Com uma sintaxe em volutas, de negações geminadas e enigmas sentenciosos, a transitar por uma cena de solstício de inverno naninha, cruciante e melancólica, há neste poema de Williams algum desconforto ou incredulidade do falante quanto ao poder de a natureza se renovar, de uma forma ou de outra, para melhor, ou – seria mais cômodo deixar o ponto às claras – de o homem tornar-se menos insensato.
Trata-se de assombrosa meditação, assente em paisagem visionária, senão fantasmagórica, assim como que a profetizar trevas pósteras, mesmo diante do sustentáculo proporcionado pelas artes e pelas ciências. A propósito, o cenário sombrio que se difunde pelos versos desvela o crepitar de um fogo “obscuro”, acirrado pelo gênero humano, à vista de conflitos bélicos ratificadores do estado de “estupidez” em que este se demora.
J.A.R. – H.C.
William Carlos Williams
(1883-1963)
These
are the desolate, dark weeks
when nature in its barrenness
equals the stupidity of man.
The year plunges into night
and the heart plunges
lower than night
to an empty, windswept place
without sun, stars or moon
but a peculiar light as of thought
that spins a dark fire –
whirling upon itself until,
in the cold, it kindles
to make a man aware of nothing
that he knows, not loneliness
itself – Not a ghost but
would be embraced – emptiness,
despair – (They
whine and whistle) among
the flashes and booms of war;
houses of whose rooms
the cold is greater than can be thought,
the people gone that we loved,
the beds lying empty, the couches
damp, the chairs unused –
Hide it away somewhere
out of the mind, let it get roots
and grow, unrelated to jealous
ears and eyes – for itself.
In this mine they come to dig – all.
Is this the counterfoil to sweetest
music?

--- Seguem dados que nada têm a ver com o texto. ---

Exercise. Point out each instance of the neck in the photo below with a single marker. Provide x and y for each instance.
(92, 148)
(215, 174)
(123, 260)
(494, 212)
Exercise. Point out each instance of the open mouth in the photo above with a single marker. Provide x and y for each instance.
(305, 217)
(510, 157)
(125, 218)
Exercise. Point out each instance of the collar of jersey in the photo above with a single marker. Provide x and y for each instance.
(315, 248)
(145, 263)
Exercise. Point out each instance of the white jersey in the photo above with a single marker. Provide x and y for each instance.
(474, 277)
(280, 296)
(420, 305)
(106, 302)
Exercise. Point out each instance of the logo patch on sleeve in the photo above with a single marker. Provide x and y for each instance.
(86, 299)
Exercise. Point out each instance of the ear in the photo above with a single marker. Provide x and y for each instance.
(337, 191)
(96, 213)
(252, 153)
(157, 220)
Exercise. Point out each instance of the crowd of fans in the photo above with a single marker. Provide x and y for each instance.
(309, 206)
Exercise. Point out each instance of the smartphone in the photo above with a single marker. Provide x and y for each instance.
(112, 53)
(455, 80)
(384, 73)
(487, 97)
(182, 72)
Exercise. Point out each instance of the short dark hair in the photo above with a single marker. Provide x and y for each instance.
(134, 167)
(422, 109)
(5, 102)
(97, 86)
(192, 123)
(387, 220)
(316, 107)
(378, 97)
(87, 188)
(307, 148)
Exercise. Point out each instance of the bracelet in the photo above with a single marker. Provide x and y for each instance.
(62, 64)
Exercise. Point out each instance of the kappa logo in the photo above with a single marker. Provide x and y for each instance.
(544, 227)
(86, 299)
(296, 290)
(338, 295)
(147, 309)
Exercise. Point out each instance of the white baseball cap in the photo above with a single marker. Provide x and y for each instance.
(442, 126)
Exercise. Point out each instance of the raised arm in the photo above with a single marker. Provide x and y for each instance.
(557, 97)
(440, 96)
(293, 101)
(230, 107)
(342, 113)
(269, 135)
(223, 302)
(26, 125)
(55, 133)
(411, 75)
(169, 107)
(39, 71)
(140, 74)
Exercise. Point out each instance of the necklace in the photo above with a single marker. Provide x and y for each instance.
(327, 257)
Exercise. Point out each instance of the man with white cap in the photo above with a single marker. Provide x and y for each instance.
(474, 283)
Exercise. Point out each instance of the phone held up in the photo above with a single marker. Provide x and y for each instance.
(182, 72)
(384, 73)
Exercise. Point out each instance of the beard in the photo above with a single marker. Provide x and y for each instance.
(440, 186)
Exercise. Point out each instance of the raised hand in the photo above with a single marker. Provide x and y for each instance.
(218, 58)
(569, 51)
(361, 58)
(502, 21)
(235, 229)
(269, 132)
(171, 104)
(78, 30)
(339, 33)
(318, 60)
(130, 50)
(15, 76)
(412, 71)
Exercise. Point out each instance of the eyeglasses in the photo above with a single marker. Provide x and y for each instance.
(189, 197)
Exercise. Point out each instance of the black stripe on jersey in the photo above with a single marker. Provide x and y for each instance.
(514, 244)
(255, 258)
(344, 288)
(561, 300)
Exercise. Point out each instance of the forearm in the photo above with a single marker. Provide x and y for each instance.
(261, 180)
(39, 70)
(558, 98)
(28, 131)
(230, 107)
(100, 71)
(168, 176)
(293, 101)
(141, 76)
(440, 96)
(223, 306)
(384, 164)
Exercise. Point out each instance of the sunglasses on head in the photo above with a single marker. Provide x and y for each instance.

The source of poetry that
seeing the clock stopped, says,
The clock has stopped
that ticked yesterday so well?
and hears the sound of lakewater
splashing – that is now stone.
Pedregulhos à margem de um lago
(Alexandre Calame: pintor suíço)
Estas
são as semanas sombrias, desoladas
em que na sua aridez a natureza
iguala a estupidez do homem.
O ano submerso faz-se noite
e o coração submerge
mais fundo do que a noite
num sítio vácuo, varrido pelo vento
sem sol, sem lua nem estrelas,
só uma estranha luz como de pensamento
que incita um fogo obscuro –
a girar sobre si mesma até,
na frialdade, incendiar-se
para tornar um homem cônscio
de nada que saiba, não a própria
solitude – Não um fantasma mas
seria abraçado – vacuidade,
desespero – (Eles
silvam e soluçam) entre
os clarões e estrondos da guerra;
casas em cujos aposentos
o frio é maior do que se possa pensar,
partidas as pessoas a quem amávamos,
os leitos vazios, as poltronas
úmidas, as cadeiras sem uso –
Trata de a esconder nalgum lugar
longe da lembrança, onde enraíze
e cresça, a salvo dos ouvidos
zelosos e dos olhos – por si mesma.
Esta mina vêm eles escavá-la – todos.
Será isto a contraparte da música
mais suave? A fonte de poesia que
vendo o relógio parado, diz,
Parou o relógio que
ontem tiquetaqueava tão bem?
e ouve o som de água do lago
esparrinhando – pedras agora.
Referência:
WILLIAMS, William Carlos. These / Estas.
Tradução de José Paulo Paes. In: __________. Poemas. Seleção, tradução e
estudo crítico de José Paulo Paes. Edição bilíngue. São Paulo, SP: Companhia
das Letras, 1987. Em inglês: p. 138 e 140; em português: p. 139 e 141.